そう考えると、自分の個性や人生プランって、見えない未来の「正解」にこだわり過ぎない方が面白いんじゃないかと思います。在学中は剣道一筋でしたが、卒業後は全く違うことをしたくてアパレルの会社に飛び込みました。さらに芝居という新しい世界に飛び込んだのも、素直にその世界が面白そうと感じたから。そういえば、芝居未経験だった僕に、当時、劇団「東京サンシャインボーイズ」の主宰だった三谷幸喜さんから「やれるかやれないかは、やってみないと分からないから」と舞台出演のお声がけをいただいたのは、劇団の中にどんどん異質なものを取り込んで、化学反応を起こそうとされていたのかもしれません。
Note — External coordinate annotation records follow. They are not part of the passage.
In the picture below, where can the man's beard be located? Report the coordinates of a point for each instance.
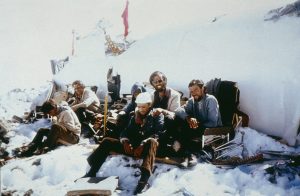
(161, 89)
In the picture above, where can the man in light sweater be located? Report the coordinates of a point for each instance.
(66, 130)
(86, 102)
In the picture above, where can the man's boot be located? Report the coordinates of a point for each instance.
(143, 182)
(31, 148)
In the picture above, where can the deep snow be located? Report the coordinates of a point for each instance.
(173, 37)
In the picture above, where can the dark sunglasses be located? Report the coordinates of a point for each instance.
(157, 81)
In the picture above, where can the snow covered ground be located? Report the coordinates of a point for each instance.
(220, 39)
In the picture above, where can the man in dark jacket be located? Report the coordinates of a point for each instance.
(66, 130)
(139, 140)
(165, 101)
(124, 115)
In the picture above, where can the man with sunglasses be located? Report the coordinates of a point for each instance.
(200, 112)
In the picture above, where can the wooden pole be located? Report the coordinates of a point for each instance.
(105, 113)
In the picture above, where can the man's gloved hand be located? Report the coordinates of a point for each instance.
(127, 148)
(138, 151)
(193, 123)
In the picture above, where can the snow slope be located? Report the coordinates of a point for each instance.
(231, 44)
(177, 38)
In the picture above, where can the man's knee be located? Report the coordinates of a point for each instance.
(151, 142)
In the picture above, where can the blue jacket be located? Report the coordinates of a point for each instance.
(206, 111)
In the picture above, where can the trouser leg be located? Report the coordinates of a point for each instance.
(98, 157)
(37, 140)
(60, 132)
(148, 154)
(80, 112)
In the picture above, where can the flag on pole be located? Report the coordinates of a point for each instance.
(125, 19)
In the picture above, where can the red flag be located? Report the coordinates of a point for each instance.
(125, 19)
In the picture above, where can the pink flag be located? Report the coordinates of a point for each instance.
(125, 19)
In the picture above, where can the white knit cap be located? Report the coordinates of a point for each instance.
(144, 97)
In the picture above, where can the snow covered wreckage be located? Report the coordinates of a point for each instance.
(215, 145)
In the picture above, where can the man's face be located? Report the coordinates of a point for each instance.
(52, 112)
(78, 89)
(196, 92)
(136, 93)
(158, 83)
(143, 108)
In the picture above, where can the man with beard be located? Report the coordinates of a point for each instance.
(139, 140)
(200, 112)
(86, 103)
(165, 101)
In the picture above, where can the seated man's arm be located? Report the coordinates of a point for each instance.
(213, 118)
(88, 99)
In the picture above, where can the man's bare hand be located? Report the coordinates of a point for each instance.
(127, 148)
(193, 123)
(138, 151)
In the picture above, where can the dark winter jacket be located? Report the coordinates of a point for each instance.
(136, 133)
(132, 105)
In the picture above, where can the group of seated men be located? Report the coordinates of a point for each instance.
(149, 120)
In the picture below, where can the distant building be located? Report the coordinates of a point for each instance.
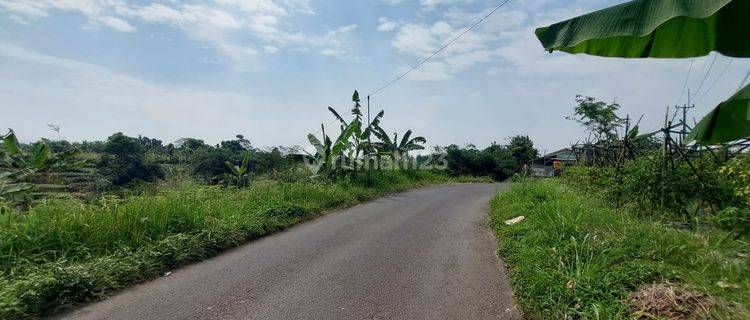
(543, 166)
未知の世界に飛び込むのは、例えると遊園地のお化け屋敷に飛び込むようなものじゃないかな。次々と起こる思いがけない出来事にキャーキャー言ってる自分がいる感じ。「不安」じゃないんですよね。恐怖感と、その裏返しには高揚感がある。いまの僕という人間は、そんな出会いの積み重ねで出来ています。だから学生時代に「出会った人や場所、時間」も全部、特別な思い出ばかり。そして現在も、どう変わるかも分からない未来をあれこれ悩むよりも、今日の出会いを楽しむのに精一杯です。「いま」の気持ちに素直に従って、足を進め続けさえすれば、きっと大丈夫。たくさんの出会いが想像以上にワクワクする未来へ導いてくれますよ。京都産業大学にもいろんな仲間や出会いが盛りだくさんですよね。だからきっと大丈夫。まずは今日を楽しんでみてください。
挑戦に踏み出す
ための、合言葉
「面白そう」の
アンテナに従う
たった一つの「正解」を見つけようとしすぎると、なかなか何も決められません。でも「間違ってはないはず」という基準で考えると選択の幅も、選択のスピードもがらっと変わります。
次々と、
新たな出会いへ
今は悟ったようなことを言っている自分ですが、学生時代はあれこれ悩んでぐじぐじ…。でも大丈夫。出会いに身を任せて変化を楽しめば、想像以上の未来に出会えますよ。